Making older homes warmer, dryer and more comfortable, yet retaining their character
Retrofit is simply the process of making changes to existing buildings so that energy consumption and emissions are reduced. These changes should also provide the benefit of a more comfortable and healthier home with lower fuel bills.
Fabric First approach: “Fabric First” is a simple, straightforward approach aimed at upgrading the fabric (e.g. walls, lofts, floors) of the building first, together with making sure there is the right amount of ventilation, before tackling more complex things such as heating, hot water, or lighting systems. This can be done by improving insulation around the building and reducing heat loss through any ‘leaky’ parts of the house, for example, windows, doors and other gaps. However, care still has to be taken not to cause damp or mould which can be caused due to lack of ventilation, so plugging every nook and cranny isn’t necessarily the right thing to do.

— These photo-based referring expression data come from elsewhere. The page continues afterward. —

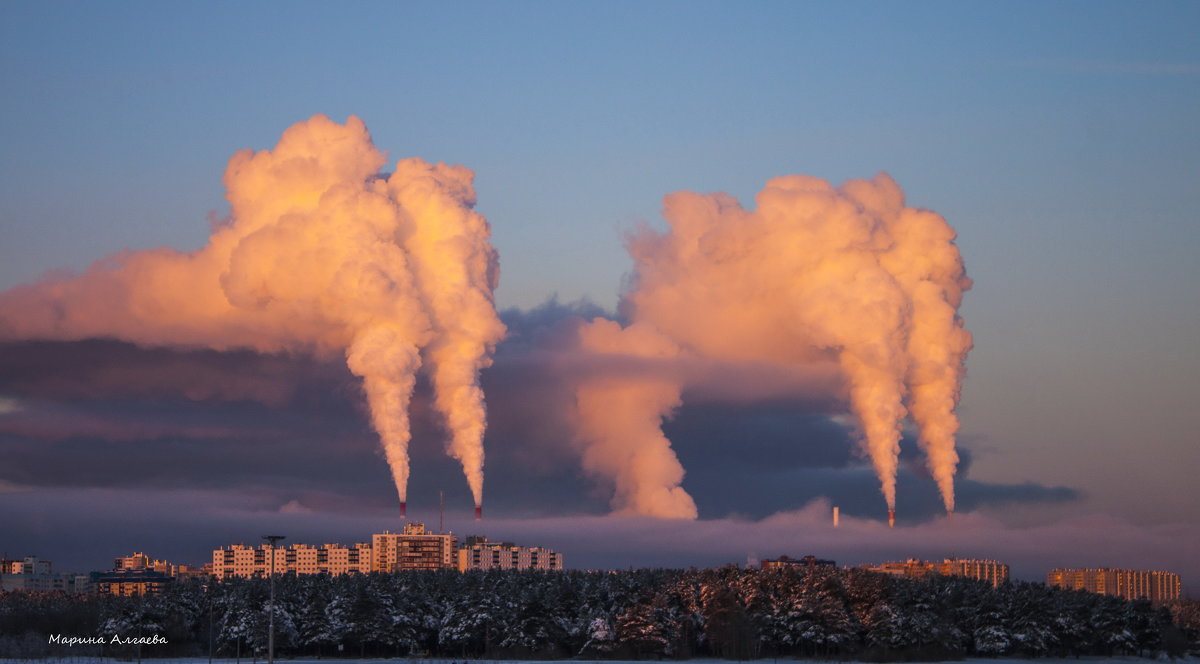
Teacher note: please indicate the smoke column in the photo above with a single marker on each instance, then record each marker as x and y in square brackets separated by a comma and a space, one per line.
[814, 274]
[322, 255]
[621, 412]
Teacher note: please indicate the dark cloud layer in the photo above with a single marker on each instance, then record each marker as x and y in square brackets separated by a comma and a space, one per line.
[223, 444]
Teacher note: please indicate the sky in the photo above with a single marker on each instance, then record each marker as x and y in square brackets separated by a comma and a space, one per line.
[1059, 139]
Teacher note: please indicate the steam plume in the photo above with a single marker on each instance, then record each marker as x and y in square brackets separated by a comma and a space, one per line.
[815, 274]
[321, 255]
[621, 413]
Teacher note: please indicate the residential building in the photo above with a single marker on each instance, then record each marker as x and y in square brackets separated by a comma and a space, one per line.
[132, 581]
[1129, 584]
[991, 572]
[479, 552]
[805, 562]
[240, 560]
[33, 574]
[413, 549]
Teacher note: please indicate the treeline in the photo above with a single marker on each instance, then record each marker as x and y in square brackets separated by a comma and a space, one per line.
[731, 612]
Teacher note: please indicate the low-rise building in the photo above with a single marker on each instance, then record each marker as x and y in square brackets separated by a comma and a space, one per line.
[33, 574]
[991, 572]
[479, 552]
[132, 581]
[240, 560]
[805, 562]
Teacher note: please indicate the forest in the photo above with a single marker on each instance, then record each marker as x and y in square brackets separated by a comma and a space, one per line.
[647, 614]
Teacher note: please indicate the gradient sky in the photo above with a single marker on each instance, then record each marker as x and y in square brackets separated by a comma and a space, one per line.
[1059, 138]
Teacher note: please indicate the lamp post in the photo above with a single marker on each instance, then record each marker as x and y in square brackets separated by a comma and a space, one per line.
[270, 634]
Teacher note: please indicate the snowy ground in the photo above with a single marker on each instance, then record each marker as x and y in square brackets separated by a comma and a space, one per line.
[417, 660]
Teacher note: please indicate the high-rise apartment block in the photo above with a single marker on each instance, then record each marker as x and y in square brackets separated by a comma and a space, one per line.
[478, 552]
[33, 574]
[991, 572]
[299, 558]
[413, 549]
[804, 562]
[1129, 584]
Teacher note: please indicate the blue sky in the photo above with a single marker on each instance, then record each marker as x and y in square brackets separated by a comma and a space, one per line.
[1059, 138]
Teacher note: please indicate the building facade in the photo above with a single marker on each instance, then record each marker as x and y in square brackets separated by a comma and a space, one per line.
[991, 572]
[805, 562]
[1129, 584]
[33, 574]
[240, 560]
[132, 581]
[413, 549]
[478, 552]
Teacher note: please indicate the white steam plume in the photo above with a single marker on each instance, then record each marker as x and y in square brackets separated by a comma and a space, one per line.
[321, 255]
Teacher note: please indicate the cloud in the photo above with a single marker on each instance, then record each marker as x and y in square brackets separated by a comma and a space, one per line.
[186, 525]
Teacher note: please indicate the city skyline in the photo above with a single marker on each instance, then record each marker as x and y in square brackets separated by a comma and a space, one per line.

Whole House approach: “Whole House” is where an assessment is carried out by a qualified Retrofit Professional on the whole house – the fabric (e.g. walls, lofts), services and systems (heating, hot water and lighting) and the energy used. Recognising that every home is different, it also takes into account how the occupants live in and use their home and if there any special circumstances affecting the dwelling. A plan is then produced which is usually split into phases. Each phase includes estimated costs of work that can be undertaken, estimated energy savings for each set of measures and the amount of carbon reduction that can be made in each phase. It’s then up to the homeowner to decide which measures are undertaken and when. The plan is developed and managed by a qualified and accredited Retrofit Professional. Improving the building fabric to minimise heat losses and maximise air tightness is sensible because insulation has a relatively low cost, a long-life and should only be required once before 2050 for most properties. Services and systems, by contrast, have a shorter lifespan and will almost certainly need to be replaced every 10-15 years.